1

I am attempting to parse a maven project definition using python to extract a version.

The project definition looks like:

<?xml version="1.0" encoding="UTF-8" standalone="no"?>
<project xmlns="http://maven.apache.org/POM/4.0.0" 
    xmlns:xsi="http://www.w3.org/2001/XMLSchema-instance" 
    xsi:schemaLocation="http://maven.apache.org/POM/4.0.0 
                        http://maven.apache.org/maven-v4_0_0.xsd">
   <modelVersion>4.0.0</modelVersion>

   <groupId>...</groupId>
   <artifactId>...</artifactId>
   <version>1.6.0-SNAPSHOT</version>
   ...
</project>

I can extract the version using:

root = ET.fromstring(xml)
version = root.find('./p:version', { 'p': 'http://maven.apache.org/POM/4.0.0' })
print(version.text)

prints: 1.6.0-SNAPSHOT

However, the namespace used may change, and I don't want to depend on this.
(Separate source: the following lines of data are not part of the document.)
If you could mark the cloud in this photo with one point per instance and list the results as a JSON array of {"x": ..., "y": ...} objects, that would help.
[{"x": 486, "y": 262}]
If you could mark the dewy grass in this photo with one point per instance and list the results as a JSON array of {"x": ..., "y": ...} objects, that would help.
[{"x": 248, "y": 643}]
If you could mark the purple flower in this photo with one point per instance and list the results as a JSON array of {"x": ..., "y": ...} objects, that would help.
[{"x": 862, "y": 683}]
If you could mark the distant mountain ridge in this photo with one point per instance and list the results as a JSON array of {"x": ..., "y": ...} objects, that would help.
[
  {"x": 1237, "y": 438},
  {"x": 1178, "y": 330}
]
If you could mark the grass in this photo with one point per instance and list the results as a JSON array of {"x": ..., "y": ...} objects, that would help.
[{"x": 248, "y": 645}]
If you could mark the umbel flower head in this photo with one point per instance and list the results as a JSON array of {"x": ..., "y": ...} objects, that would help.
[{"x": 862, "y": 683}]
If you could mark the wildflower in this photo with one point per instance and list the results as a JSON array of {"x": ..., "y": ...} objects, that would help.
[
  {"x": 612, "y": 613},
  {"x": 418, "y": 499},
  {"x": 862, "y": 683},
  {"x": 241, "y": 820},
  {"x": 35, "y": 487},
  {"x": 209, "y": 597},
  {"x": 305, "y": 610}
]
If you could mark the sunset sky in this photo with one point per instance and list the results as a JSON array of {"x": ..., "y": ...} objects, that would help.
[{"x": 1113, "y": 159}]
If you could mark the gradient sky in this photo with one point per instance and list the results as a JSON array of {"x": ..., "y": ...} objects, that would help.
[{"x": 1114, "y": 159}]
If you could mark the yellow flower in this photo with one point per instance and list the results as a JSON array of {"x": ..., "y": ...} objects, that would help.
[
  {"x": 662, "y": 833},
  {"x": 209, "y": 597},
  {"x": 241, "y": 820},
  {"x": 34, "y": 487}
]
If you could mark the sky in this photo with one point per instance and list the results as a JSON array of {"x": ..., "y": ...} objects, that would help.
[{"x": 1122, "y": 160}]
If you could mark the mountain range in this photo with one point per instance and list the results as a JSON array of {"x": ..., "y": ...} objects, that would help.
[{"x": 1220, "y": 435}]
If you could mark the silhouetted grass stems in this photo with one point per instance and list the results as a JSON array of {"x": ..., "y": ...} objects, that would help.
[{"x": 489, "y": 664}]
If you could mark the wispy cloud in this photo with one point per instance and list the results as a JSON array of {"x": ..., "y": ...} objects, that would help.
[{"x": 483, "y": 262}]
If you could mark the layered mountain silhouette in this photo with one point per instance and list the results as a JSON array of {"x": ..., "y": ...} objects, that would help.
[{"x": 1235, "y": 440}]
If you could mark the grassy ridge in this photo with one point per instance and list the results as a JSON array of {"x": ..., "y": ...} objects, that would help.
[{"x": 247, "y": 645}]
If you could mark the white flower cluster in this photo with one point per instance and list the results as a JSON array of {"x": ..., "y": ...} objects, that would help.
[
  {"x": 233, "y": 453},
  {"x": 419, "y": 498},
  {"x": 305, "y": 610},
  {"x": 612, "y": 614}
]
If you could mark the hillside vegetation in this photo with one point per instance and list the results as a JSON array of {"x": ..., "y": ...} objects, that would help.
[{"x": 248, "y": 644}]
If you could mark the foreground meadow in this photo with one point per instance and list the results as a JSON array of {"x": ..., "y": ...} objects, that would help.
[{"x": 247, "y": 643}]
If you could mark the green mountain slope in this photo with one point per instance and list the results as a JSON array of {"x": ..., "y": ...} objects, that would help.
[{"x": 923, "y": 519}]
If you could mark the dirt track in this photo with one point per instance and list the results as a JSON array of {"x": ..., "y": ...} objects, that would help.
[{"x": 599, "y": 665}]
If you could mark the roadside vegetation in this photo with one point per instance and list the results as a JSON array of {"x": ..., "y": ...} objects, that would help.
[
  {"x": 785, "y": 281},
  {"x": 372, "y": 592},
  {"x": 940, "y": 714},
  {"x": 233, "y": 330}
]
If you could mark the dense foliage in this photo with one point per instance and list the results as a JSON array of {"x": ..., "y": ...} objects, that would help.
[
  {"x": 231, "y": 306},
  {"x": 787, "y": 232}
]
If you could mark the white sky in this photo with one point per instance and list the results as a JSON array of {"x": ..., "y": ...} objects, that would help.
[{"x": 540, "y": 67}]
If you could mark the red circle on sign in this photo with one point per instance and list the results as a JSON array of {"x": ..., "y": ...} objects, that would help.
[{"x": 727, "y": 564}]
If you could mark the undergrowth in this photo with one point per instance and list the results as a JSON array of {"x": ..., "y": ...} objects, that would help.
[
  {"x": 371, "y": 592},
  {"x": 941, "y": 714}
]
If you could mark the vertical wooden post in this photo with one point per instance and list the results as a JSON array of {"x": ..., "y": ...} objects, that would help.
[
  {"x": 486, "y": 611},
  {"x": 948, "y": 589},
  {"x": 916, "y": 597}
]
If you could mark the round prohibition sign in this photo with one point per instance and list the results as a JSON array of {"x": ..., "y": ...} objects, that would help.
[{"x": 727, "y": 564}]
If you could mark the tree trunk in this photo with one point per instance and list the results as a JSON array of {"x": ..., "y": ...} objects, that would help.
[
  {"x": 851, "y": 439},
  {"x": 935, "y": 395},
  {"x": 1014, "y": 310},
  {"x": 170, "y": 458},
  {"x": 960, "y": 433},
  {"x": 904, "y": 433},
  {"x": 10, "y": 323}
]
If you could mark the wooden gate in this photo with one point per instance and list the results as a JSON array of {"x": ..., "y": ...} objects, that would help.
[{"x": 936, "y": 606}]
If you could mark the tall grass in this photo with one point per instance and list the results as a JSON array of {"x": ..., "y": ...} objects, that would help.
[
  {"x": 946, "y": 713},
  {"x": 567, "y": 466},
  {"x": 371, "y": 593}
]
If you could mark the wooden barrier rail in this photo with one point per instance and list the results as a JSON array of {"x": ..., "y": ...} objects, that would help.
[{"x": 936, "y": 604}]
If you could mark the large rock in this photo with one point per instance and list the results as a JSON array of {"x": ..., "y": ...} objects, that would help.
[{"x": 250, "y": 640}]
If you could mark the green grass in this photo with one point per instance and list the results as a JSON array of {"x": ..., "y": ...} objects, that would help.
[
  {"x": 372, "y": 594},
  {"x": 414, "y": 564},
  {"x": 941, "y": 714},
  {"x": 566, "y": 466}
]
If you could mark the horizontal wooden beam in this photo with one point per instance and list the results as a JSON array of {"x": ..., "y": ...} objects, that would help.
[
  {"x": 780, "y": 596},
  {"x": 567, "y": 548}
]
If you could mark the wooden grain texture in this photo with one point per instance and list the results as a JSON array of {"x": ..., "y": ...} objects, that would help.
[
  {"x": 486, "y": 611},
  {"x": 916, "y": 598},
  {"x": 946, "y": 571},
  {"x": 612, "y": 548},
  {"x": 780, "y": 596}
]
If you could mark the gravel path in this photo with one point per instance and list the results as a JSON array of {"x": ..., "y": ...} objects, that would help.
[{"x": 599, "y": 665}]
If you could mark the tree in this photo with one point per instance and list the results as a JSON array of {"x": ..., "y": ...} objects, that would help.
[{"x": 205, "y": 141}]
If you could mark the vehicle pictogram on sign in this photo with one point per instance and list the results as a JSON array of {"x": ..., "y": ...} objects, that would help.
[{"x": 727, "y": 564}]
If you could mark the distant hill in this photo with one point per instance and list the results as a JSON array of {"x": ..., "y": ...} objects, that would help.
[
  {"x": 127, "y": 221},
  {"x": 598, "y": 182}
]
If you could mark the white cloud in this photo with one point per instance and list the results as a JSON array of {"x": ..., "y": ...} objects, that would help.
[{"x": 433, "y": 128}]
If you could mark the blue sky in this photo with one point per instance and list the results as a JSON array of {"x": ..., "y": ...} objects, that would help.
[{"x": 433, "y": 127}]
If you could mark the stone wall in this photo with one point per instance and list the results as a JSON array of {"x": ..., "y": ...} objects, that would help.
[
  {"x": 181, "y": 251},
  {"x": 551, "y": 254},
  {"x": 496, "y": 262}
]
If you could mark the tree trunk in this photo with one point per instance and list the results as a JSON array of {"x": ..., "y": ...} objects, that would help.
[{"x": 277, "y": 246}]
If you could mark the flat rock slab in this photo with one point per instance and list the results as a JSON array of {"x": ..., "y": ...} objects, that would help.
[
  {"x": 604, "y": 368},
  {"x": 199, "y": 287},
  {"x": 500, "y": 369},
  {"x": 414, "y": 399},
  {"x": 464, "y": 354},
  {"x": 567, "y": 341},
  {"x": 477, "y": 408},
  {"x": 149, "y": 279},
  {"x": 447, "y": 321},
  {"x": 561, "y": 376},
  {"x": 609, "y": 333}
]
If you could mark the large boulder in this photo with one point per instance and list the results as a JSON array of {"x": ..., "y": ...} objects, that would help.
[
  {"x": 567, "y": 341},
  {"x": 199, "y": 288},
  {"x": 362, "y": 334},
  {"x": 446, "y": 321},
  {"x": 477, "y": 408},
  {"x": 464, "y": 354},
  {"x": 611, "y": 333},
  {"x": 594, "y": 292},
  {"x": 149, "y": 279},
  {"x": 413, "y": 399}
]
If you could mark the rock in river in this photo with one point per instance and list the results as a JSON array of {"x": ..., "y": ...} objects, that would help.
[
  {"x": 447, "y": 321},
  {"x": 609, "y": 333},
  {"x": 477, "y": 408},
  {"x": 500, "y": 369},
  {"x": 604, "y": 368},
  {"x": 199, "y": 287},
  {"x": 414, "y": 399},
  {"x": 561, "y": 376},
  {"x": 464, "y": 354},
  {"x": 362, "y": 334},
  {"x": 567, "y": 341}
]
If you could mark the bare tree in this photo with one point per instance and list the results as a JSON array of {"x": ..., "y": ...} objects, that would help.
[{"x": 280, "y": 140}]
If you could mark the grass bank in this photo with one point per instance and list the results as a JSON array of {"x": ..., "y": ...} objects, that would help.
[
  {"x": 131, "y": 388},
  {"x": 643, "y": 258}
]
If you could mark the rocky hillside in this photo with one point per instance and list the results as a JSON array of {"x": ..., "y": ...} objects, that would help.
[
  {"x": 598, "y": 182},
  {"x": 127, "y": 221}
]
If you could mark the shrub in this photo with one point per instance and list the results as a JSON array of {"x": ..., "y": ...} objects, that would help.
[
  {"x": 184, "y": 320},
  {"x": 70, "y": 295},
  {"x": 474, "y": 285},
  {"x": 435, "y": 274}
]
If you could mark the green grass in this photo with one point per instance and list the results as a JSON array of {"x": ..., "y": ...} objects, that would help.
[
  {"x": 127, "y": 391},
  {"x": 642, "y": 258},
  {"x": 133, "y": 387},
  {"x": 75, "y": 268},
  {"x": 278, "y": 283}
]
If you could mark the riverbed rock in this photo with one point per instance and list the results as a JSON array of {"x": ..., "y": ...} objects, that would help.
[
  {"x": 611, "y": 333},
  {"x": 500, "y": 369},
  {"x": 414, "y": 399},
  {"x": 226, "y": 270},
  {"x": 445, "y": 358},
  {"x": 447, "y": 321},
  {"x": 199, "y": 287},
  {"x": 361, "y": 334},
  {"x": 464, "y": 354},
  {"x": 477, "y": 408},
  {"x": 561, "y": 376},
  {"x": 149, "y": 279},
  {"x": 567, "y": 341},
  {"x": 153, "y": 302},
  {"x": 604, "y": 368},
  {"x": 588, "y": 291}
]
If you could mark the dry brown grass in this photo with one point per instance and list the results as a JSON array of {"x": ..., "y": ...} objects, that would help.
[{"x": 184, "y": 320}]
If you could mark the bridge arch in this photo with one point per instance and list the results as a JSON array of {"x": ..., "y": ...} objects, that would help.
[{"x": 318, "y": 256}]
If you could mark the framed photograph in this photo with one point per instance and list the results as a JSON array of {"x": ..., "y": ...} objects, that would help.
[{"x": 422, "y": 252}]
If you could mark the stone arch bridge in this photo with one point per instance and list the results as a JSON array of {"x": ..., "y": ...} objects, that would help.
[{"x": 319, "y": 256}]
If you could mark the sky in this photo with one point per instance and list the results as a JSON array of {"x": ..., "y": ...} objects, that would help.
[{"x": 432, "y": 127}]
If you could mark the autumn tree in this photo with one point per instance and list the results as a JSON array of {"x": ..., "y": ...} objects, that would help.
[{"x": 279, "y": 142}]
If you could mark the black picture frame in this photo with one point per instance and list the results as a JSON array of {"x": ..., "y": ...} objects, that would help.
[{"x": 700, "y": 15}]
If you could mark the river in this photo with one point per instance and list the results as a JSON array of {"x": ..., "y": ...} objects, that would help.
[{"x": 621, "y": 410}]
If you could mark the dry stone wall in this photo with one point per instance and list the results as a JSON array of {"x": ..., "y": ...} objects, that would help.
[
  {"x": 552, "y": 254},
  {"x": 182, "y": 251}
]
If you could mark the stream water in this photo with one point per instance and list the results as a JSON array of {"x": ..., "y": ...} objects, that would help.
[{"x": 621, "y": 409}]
Is there a way to extract the namespace to use in my subsequent xpath expression?

I tried the following, to see if xmlns was itself exposed, but no luck:

root = ET.fromstring(xml)
for k in root.attrib:
    print('%s => %s' % (k, root.attrib[k]))

prints: {http://www.w3.org/2001/XMLSchema-instance}schemaLocation => http://maven.apache.org/POM/4.0.0 http://maven.apache.org/maven-v4_0_0.xsd
toolkit
  • 49,809
  • 17
  • 109
  • 135
  • possible duplicate of [Accessing XMLNS attribute with Python Elementree?](http://stackoverflow.com/questions/1953761/accessing-xmlns-attribute-with-python-elementree) – Gareth Latty Jan 16 '13 at 16:12

2 Answers2

2

Unfortunately, ElementTree namespace support is rather patchy.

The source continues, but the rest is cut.